France had spent many sleepless nights in the interim, spurred by a variety of causes. But as he tossed beneath his sheets, unable to control the course of his racing thoughts, his mind sometimes drifted in insomnia to imagine Italy's own sleepless face, lying in the darkness and imagining France as the demon who took away his most beloved person. Holy Roman Empire had been a casualty, France would protest, the sad, cruel, unintentional collateral of a terrible war. And Italy would despise him all the more for washing his hands the minute he pronounced his guilt.
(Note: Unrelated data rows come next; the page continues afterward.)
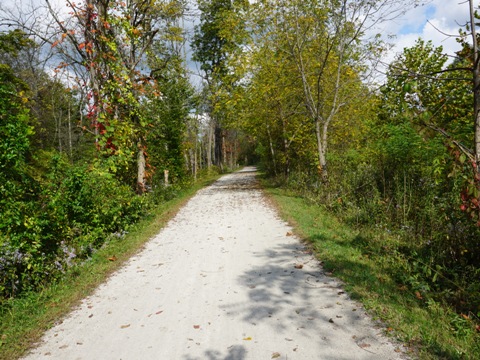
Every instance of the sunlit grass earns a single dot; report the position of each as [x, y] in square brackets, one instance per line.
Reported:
[429, 330]
[23, 321]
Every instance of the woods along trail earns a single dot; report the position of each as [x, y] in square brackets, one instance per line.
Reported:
[223, 280]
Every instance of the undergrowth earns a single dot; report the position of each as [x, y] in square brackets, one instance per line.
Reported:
[390, 278]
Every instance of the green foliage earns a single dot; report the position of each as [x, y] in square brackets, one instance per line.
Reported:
[73, 210]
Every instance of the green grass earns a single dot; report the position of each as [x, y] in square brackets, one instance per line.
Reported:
[430, 331]
[23, 321]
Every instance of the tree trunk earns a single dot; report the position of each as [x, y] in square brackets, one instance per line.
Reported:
[140, 170]
[476, 89]
[210, 145]
[218, 146]
[321, 150]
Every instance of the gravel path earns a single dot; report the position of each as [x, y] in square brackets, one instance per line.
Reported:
[221, 281]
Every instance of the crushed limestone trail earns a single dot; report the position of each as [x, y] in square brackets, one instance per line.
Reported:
[225, 279]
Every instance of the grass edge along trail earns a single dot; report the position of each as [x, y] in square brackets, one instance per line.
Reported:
[29, 317]
[429, 330]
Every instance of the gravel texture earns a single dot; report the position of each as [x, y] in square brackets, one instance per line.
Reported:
[225, 279]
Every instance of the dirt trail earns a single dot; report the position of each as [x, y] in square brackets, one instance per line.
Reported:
[219, 282]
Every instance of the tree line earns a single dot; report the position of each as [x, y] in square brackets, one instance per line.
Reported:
[300, 81]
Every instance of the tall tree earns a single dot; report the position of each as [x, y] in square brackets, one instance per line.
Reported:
[217, 42]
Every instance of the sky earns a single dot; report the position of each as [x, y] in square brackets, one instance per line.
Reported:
[433, 21]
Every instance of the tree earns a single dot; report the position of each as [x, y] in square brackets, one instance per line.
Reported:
[217, 43]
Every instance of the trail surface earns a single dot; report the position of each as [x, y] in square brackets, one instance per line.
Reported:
[219, 282]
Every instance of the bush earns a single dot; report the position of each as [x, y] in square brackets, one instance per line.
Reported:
[72, 211]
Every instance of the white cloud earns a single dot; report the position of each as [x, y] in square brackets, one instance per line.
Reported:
[438, 21]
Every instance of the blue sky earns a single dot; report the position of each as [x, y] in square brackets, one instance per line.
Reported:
[431, 22]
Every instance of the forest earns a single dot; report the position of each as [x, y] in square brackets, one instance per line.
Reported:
[100, 122]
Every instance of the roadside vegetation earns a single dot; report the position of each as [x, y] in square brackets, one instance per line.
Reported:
[395, 288]
[100, 126]
[24, 319]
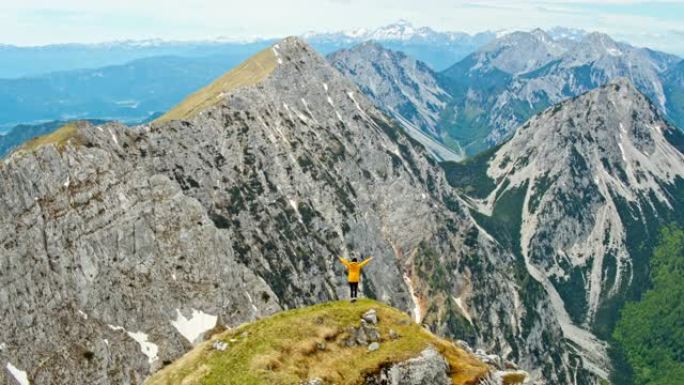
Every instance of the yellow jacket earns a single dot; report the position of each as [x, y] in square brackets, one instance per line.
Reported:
[354, 269]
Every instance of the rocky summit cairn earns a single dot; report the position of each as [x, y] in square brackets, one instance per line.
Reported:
[326, 344]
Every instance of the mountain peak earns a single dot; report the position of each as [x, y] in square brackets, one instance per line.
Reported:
[249, 73]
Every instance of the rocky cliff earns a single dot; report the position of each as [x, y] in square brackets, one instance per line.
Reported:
[579, 193]
[405, 88]
[121, 247]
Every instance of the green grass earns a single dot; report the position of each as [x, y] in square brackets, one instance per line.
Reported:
[250, 72]
[283, 349]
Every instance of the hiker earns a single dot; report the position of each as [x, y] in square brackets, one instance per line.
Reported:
[354, 274]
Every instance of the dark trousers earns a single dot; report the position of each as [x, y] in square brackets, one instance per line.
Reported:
[354, 288]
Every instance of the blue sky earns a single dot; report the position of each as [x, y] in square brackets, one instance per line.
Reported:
[657, 24]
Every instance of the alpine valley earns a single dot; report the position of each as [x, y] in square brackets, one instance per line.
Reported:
[123, 247]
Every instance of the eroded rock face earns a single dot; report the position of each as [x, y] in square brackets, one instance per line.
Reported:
[430, 368]
[120, 248]
[590, 177]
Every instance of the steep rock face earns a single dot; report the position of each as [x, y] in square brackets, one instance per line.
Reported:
[589, 180]
[674, 94]
[122, 246]
[499, 87]
[403, 87]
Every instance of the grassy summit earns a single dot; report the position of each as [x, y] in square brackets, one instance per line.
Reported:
[59, 137]
[250, 72]
[293, 346]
He must have set his wine safely on the table, because France's fists clenched atop his thighs. He had planned this moment for how many decades—and Italy sat across from him and dismissed France's confession so flippantly? How dare he—he had no right, to turn France's casual admittance back in his face. He had crafted blunt, gruff words to shock Italy into realizing that accepting Holy Roman Empire's end would be the most reasonable course of action; he had avoided sympathy and coddling that would prolong Italy's pain. But France had intended for him to mourn at least a little first!
The silverware on the table jumped with a clatter and startled France from his thoughts. His knife drifted in a circle with a ghost of leftover momentum, chiming as it tapped the lip of his spoon. France noticed his fists on the table and the ache radiating up into his hand from his knuckles.
Italy's mouth had shut with a click of teeth, and not even a soft, breathy, sigh of ve escaped his lips.
"He's dead, alright? Don't pretend like you don't know." Blood pounded in France's ears, the throb of his heartbeat competing to drown out his words. Italy's face had reverted to that bland look that France couldn't read. He raised his voice as he continued, as if Italy were slow or hard of hearing, so as to perceive every nuance of his words above the buzzing in his own ears. "You understood me perfectly well. So go ahead and scream, or cry, or blame me for his death and tell me you hate me for this, or something!"
Italy had been picking at his dinner before the conversation began, and his neglected fork still dangled from his loose fingers. It slipped and he fumbled to rebalance it; although he didn't drop the utensil, he winced as the tines clacked against the rim of the plate in the silence between them. With an unsteady hand he righted the fork and let it hover in the air between his plate and his mouth once more.
He met France's eyes directly for the first time.
And Italy smiled—a smile like concentrated alcohol, bitter and vile, a grimace soothing only in the mind of he who brought it to his lips. He took the cup of suffering and turned it inward and swallowed it whole. He held it away from France with a miser's fingers, because somehow France couldn't put that self-loathing twist back on his lips.
One of them was crying, and France wondered if it might be himself.
"Big brother France… feels he hasn't suffered enough yet either, has he?" Italy stretched his arm across the table to lay his hand over France's tightly-clenched fist, the metal of the fork unexpectedly cold against his skin and between Italy's warm fingers. "Sorry." Tears had gathered in his wistful, faraway eyes, unfocusing his gaze until he no longer seemed to be looking at France anymore. "Sorry."